バックログは別画面で行います。ホイールマウスに対応、ボイスのリピート再生も可能ですが、スクロールバーの使い勝手が悪く、一気に戻るということができません。また選択肢の際にメッセージウインドウが消えるためにバックログやクイックセーブが使用できないのは意外に不便でした。
「ひとつ前の選択肢に戻る」機能があるのですが、この選択肢に場所移動選択が含まれないので使い所がほとんどありません。せっかくの便利なハズの機能も役に立てにくいです。
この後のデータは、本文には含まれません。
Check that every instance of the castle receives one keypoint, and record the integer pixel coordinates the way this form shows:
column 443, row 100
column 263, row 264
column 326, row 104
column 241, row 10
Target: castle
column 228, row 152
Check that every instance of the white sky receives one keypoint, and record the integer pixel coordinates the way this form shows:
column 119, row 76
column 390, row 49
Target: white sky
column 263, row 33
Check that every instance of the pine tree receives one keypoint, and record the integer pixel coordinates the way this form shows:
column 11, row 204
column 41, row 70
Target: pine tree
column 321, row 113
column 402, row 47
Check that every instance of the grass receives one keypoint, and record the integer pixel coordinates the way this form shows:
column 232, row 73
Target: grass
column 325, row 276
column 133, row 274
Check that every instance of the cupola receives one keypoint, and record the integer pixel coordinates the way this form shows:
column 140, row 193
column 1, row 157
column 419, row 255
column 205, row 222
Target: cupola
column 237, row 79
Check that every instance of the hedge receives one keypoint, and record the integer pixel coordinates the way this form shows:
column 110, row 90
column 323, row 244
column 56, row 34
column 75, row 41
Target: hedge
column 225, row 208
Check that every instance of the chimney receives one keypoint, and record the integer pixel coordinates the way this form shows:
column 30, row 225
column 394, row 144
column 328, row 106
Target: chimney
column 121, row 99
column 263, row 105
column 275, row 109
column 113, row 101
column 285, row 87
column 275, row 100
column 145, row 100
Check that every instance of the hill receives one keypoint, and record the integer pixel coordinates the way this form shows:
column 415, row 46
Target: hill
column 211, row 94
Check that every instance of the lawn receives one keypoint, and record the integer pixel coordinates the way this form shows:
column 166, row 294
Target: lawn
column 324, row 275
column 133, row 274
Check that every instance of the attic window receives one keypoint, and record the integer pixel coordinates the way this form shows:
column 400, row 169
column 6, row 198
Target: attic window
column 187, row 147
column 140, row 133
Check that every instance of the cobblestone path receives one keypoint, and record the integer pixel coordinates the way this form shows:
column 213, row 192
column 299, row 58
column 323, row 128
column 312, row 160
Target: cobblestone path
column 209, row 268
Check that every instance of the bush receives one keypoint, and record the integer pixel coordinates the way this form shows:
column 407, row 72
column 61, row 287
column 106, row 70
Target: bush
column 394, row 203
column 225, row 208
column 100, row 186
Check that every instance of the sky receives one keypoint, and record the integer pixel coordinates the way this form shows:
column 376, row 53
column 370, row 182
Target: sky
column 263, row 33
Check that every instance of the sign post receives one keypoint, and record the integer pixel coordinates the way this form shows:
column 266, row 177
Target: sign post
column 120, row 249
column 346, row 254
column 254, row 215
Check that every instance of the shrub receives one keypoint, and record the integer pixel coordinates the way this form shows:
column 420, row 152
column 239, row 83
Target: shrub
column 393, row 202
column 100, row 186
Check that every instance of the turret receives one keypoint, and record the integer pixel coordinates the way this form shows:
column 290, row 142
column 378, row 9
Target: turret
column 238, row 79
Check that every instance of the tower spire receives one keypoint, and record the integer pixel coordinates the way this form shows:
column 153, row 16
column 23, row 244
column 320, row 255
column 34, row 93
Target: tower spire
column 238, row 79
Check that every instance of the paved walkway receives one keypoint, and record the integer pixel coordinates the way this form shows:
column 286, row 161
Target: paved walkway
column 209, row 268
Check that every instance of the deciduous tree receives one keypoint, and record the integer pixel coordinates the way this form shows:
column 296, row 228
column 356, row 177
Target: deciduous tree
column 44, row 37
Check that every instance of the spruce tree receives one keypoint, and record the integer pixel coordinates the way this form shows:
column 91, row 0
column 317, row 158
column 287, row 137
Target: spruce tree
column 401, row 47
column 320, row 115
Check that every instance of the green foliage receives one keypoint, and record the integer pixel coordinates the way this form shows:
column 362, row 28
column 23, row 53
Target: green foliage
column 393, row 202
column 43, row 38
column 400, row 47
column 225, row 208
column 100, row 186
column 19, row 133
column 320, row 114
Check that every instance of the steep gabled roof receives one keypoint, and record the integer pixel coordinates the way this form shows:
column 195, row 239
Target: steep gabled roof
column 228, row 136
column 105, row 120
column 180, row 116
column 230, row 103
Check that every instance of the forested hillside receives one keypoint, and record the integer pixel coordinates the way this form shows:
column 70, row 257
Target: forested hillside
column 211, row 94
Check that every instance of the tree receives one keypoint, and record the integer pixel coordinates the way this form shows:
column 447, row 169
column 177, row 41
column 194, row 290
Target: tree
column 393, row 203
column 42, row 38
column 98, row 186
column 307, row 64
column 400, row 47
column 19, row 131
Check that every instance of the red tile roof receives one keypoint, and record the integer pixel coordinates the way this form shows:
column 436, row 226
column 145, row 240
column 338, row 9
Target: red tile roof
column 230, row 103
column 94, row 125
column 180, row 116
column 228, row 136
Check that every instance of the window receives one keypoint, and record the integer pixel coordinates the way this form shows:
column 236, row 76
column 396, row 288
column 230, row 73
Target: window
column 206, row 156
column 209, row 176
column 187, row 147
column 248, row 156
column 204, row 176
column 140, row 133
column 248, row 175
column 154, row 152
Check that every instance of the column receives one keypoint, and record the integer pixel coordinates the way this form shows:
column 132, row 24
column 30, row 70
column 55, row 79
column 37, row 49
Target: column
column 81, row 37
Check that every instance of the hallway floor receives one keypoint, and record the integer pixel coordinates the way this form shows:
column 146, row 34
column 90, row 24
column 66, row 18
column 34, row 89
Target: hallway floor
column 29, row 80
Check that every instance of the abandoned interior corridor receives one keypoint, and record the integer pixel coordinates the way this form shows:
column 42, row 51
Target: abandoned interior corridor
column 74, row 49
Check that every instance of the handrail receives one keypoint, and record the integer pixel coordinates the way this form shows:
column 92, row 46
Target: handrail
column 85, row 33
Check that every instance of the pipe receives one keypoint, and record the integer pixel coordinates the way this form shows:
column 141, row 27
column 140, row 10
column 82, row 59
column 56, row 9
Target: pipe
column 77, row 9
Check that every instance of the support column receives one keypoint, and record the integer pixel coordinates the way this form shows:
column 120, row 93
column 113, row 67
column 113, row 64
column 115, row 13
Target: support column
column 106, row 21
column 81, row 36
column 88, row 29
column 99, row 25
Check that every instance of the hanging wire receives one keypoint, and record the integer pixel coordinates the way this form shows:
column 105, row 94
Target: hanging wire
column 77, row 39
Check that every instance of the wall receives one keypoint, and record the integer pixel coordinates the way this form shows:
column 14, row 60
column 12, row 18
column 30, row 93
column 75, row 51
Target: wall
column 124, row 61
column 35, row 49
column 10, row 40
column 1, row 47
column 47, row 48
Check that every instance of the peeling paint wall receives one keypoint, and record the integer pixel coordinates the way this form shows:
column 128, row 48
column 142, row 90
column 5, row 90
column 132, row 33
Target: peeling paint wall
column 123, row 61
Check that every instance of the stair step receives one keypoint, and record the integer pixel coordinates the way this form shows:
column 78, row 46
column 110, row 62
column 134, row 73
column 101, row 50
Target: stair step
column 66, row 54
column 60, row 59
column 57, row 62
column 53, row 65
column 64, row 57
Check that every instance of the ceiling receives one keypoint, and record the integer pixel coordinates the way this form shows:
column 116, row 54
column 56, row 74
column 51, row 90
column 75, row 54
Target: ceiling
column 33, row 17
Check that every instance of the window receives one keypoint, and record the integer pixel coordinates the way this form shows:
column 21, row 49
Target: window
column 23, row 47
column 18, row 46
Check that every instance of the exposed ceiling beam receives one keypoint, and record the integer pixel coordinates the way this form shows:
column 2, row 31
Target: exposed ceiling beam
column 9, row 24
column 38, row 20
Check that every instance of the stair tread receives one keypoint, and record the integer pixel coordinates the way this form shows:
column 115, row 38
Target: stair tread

通常セーブ時において毎回、ヒロインのアイコンを選ばなくてはならないのはかなり面倒。せめて必要な時だけ選ぶ(変える)という仕様にするべきだったのではないでしょうか。
立ちCGの変更時など画面の切り替えがかなり遅いです。いつも一タイミング待たされる格好なので無意味にテンポが悪くなっています(推奨環境はクリアしています)。
フルスクリーン時、マウスカーソルが画面の左端にあるとクリックしても全く反応してくれません。通常、左端に置いているので個人的にはとても不便でした。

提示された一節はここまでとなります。